Zhejiang has issued its Artificial Intelligence Standardization Development Guide (2026 edition), filling a policy gap in the province's AI standardization framework and setting out a systematic action plan for the sector.

The guide targets the establishment by 2027 of an AI standards system that is coordinated, integrated, and suited to industrial use, while advancing standard research, formulation, implementation, and international alignment.

Under the guide, Zhejiang aims to strengthen links between standards work and industrial and technological innovation by forming a provincial AI standardization innovation alliance. It plans to formulate more than 150 standards, including international, national, industry, and local standards, by 2027.

The document identifies four priority areas for standards development: basic and common standards, key technology standards, industry application standards, and safety and governance standards. These cover fields including intelligent computing, large models, data processing, intelligent chips, brain-computer interfaces, multimodal agents, smart robots, intelligent connected vehicles, and AI applications in manufacturing, finance, healthcare, education, transport, and urban governance.

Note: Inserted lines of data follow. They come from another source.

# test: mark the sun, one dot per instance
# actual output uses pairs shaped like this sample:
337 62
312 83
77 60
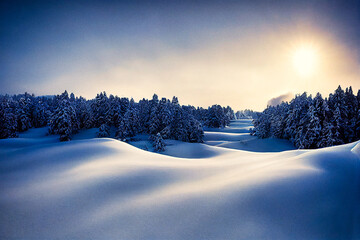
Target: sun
305 60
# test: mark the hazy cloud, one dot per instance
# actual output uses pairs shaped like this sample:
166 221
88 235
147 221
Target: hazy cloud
282 98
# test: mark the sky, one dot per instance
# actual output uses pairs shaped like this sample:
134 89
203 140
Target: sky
237 53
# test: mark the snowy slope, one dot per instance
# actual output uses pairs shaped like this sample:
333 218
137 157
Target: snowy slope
237 136
107 189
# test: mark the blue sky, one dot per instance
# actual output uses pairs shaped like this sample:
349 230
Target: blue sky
235 53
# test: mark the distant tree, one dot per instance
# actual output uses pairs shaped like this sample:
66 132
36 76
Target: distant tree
158 143
104 131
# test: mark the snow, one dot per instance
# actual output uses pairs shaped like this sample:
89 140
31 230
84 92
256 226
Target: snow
108 189
237 137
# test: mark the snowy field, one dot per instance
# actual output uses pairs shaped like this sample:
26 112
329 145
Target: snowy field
107 189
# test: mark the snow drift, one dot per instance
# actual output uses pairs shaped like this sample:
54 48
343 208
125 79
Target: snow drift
107 189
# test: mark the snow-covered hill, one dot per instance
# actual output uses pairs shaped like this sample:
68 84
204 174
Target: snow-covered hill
107 189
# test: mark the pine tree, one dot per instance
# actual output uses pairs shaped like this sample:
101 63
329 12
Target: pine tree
104 131
158 143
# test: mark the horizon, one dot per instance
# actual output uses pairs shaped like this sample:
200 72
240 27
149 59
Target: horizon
228 53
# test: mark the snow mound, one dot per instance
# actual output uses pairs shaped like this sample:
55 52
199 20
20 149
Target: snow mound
107 189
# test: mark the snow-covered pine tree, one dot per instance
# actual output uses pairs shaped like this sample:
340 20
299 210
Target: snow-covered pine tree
23 115
8 123
104 131
158 143
63 119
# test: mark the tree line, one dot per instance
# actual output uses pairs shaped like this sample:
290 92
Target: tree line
313 122
66 114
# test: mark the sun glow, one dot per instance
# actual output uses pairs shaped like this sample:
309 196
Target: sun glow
305 60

The guide also sets out three main measures.

Zhejiang will launch more than 50 standards-related projects by 2027 in areas such as intelligent vision, embodied intelligence, the metaverse, robotics, intelligent transport, and smart cities.

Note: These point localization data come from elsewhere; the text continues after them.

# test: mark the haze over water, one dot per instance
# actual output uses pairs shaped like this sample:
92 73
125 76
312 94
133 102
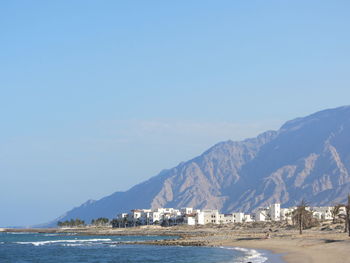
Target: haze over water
62 248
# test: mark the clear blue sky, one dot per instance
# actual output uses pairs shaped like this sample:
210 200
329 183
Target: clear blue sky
97 96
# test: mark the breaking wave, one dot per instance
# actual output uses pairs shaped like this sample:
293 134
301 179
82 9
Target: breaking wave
250 255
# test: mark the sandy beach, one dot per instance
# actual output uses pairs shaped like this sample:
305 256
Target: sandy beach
322 244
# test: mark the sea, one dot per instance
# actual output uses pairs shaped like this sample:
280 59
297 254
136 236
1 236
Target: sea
62 248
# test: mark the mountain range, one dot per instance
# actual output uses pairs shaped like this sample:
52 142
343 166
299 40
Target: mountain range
306 158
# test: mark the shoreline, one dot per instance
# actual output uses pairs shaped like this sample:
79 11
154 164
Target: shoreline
313 246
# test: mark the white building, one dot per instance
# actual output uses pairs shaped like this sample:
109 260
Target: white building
275 212
239 217
261 214
322 213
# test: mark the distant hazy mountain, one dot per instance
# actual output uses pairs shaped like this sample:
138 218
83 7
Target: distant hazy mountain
307 158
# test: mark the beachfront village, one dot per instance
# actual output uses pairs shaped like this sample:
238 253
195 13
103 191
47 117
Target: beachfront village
192 217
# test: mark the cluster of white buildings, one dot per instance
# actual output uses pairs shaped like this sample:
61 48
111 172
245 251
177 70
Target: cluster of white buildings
190 216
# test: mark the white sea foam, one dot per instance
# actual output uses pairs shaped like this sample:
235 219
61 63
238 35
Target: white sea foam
41 243
19 233
251 255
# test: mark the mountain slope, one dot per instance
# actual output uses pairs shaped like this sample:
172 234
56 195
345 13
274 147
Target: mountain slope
307 158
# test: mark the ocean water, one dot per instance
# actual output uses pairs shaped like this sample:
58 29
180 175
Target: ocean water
59 248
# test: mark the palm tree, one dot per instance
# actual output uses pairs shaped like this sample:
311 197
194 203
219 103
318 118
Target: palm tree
335 211
347 218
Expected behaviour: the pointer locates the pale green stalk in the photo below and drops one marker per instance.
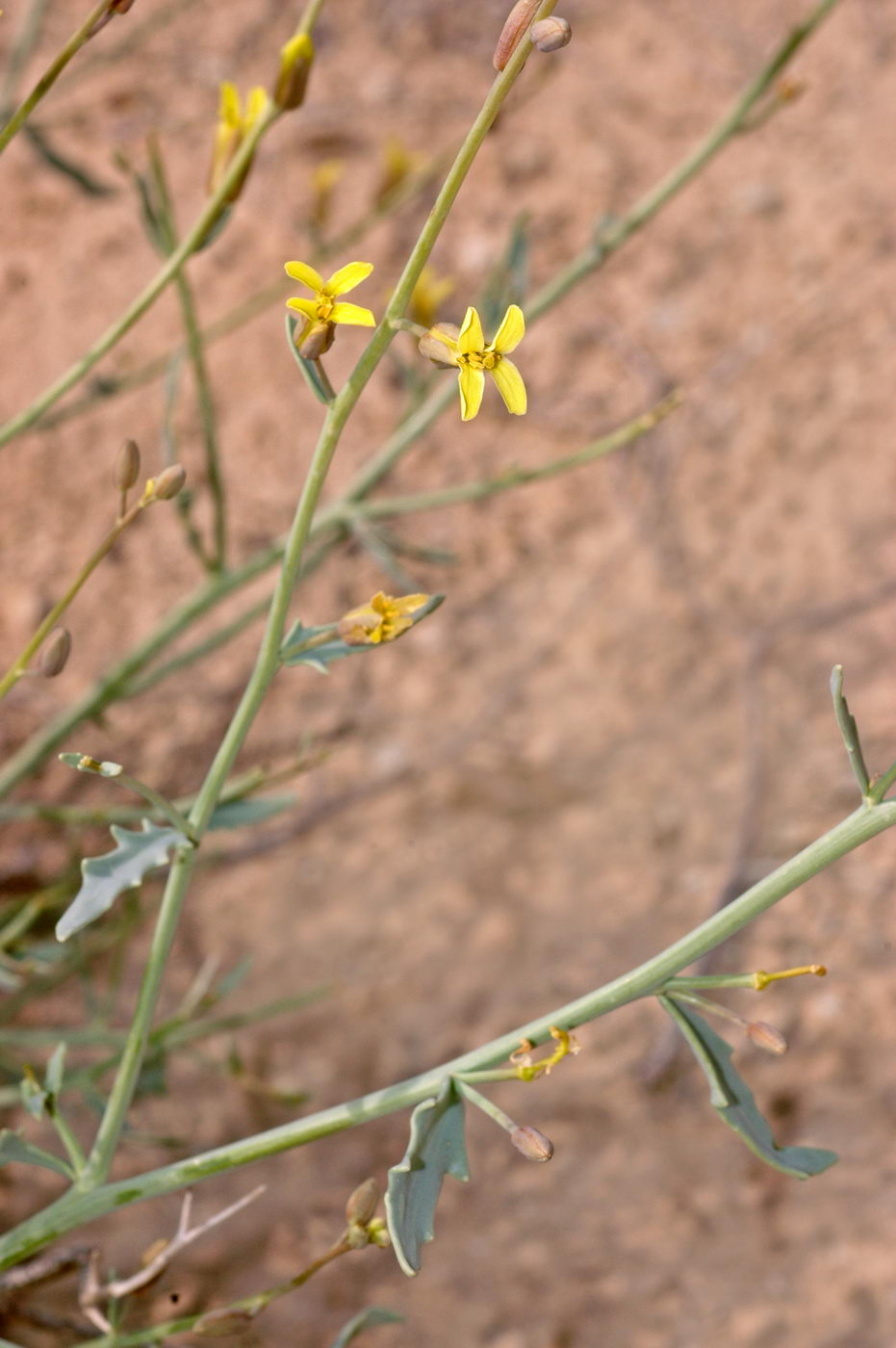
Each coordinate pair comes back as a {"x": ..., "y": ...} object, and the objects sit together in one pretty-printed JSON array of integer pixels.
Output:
[
  {"x": 150, "y": 293},
  {"x": 267, "y": 661},
  {"x": 50, "y": 737},
  {"x": 20, "y": 663},
  {"x": 195, "y": 350},
  {"x": 51, "y": 74},
  {"x": 73, "y": 1209}
]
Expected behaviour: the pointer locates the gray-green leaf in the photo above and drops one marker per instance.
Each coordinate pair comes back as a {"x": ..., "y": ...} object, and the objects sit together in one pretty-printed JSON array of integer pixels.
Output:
[
  {"x": 105, "y": 876},
  {"x": 366, "y": 1320},
  {"x": 13, "y": 1148},
  {"x": 733, "y": 1099},
  {"x": 435, "y": 1149}
]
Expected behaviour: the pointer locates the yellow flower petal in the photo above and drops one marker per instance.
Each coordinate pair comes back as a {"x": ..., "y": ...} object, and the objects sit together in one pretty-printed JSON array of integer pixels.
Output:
[
  {"x": 306, "y": 275},
  {"x": 471, "y": 336},
  {"x": 509, "y": 386},
  {"x": 346, "y": 278},
  {"x": 305, "y": 306},
  {"x": 511, "y": 332},
  {"x": 352, "y": 314},
  {"x": 255, "y": 105},
  {"x": 229, "y": 105},
  {"x": 408, "y": 603},
  {"x": 472, "y": 381}
]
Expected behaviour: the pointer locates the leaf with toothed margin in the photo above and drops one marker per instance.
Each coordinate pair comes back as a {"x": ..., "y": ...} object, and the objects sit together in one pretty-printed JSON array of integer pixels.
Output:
[
  {"x": 105, "y": 876},
  {"x": 374, "y": 1316},
  {"x": 733, "y": 1101},
  {"x": 435, "y": 1149},
  {"x": 13, "y": 1148}
]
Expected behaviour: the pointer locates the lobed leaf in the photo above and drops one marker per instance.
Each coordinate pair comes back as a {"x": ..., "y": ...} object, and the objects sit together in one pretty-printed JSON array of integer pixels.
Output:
[
  {"x": 105, "y": 876},
  {"x": 733, "y": 1099},
  {"x": 435, "y": 1149}
]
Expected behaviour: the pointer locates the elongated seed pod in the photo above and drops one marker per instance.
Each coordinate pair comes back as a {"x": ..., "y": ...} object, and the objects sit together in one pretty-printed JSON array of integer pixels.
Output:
[
  {"x": 551, "y": 34},
  {"x": 518, "y": 22}
]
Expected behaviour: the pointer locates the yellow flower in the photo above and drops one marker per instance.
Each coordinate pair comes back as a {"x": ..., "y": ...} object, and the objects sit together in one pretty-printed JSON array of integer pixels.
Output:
[
  {"x": 325, "y": 307},
  {"x": 474, "y": 357},
  {"x": 232, "y": 128},
  {"x": 380, "y": 620},
  {"x": 295, "y": 67},
  {"x": 427, "y": 296}
]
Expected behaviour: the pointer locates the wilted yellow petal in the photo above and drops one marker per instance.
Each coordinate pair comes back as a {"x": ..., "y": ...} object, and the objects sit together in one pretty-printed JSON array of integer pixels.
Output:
[
  {"x": 472, "y": 381},
  {"x": 346, "y": 278},
  {"x": 471, "y": 336},
  {"x": 229, "y": 105},
  {"x": 509, "y": 386},
  {"x": 306, "y": 275},
  {"x": 511, "y": 332},
  {"x": 352, "y": 314}
]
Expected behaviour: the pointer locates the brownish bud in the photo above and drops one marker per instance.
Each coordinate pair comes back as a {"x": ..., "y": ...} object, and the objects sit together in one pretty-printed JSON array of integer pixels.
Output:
[
  {"x": 56, "y": 651},
  {"x": 767, "y": 1037},
  {"x": 127, "y": 468},
  {"x": 317, "y": 341},
  {"x": 218, "y": 1324},
  {"x": 550, "y": 34},
  {"x": 518, "y": 22},
  {"x": 532, "y": 1143},
  {"x": 167, "y": 484},
  {"x": 437, "y": 350},
  {"x": 363, "y": 1204}
]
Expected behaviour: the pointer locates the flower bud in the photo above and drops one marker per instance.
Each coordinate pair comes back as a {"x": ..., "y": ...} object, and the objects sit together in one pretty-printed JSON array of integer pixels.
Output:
[
  {"x": 167, "y": 484},
  {"x": 363, "y": 1204},
  {"x": 767, "y": 1037},
  {"x": 295, "y": 69},
  {"x": 317, "y": 341},
  {"x": 127, "y": 468},
  {"x": 438, "y": 350},
  {"x": 550, "y": 34},
  {"x": 532, "y": 1143},
  {"x": 515, "y": 26},
  {"x": 56, "y": 651}
]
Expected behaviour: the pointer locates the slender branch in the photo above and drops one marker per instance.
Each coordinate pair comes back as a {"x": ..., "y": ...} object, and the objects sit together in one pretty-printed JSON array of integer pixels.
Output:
[
  {"x": 148, "y": 296},
  {"x": 208, "y": 418},
  {"x": 269, "y": 661},
  {"x": 51, "y": 73},
  {"x": 201, "y": 602},
  {"x": 73, "y": 1209}
]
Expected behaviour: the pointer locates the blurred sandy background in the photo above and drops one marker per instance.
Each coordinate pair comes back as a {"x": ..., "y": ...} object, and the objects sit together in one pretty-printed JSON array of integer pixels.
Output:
[{"x": 624, "y": 697}]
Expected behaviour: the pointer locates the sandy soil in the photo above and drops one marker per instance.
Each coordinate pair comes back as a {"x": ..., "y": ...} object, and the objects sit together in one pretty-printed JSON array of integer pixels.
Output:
[{"x": 624, "y": 697}]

The province plans to add more than 30 standardization bodies and implementation sites in AI-related fields, while fostering more than 10 leading companies capable of formulating international AI standards, more than 30 enterprises able to lead on national standards, and more than 100 backbone companies involved in advanced group standards such as "Zhejiang Made".

The guide also calls for stronger coordination among government, industry, academia, research institutes, and users, along with greater policy support and talent development in fields including advanced computing, e-commerce, brain-computer interfaces, integrated circuits, and new energy vehicles.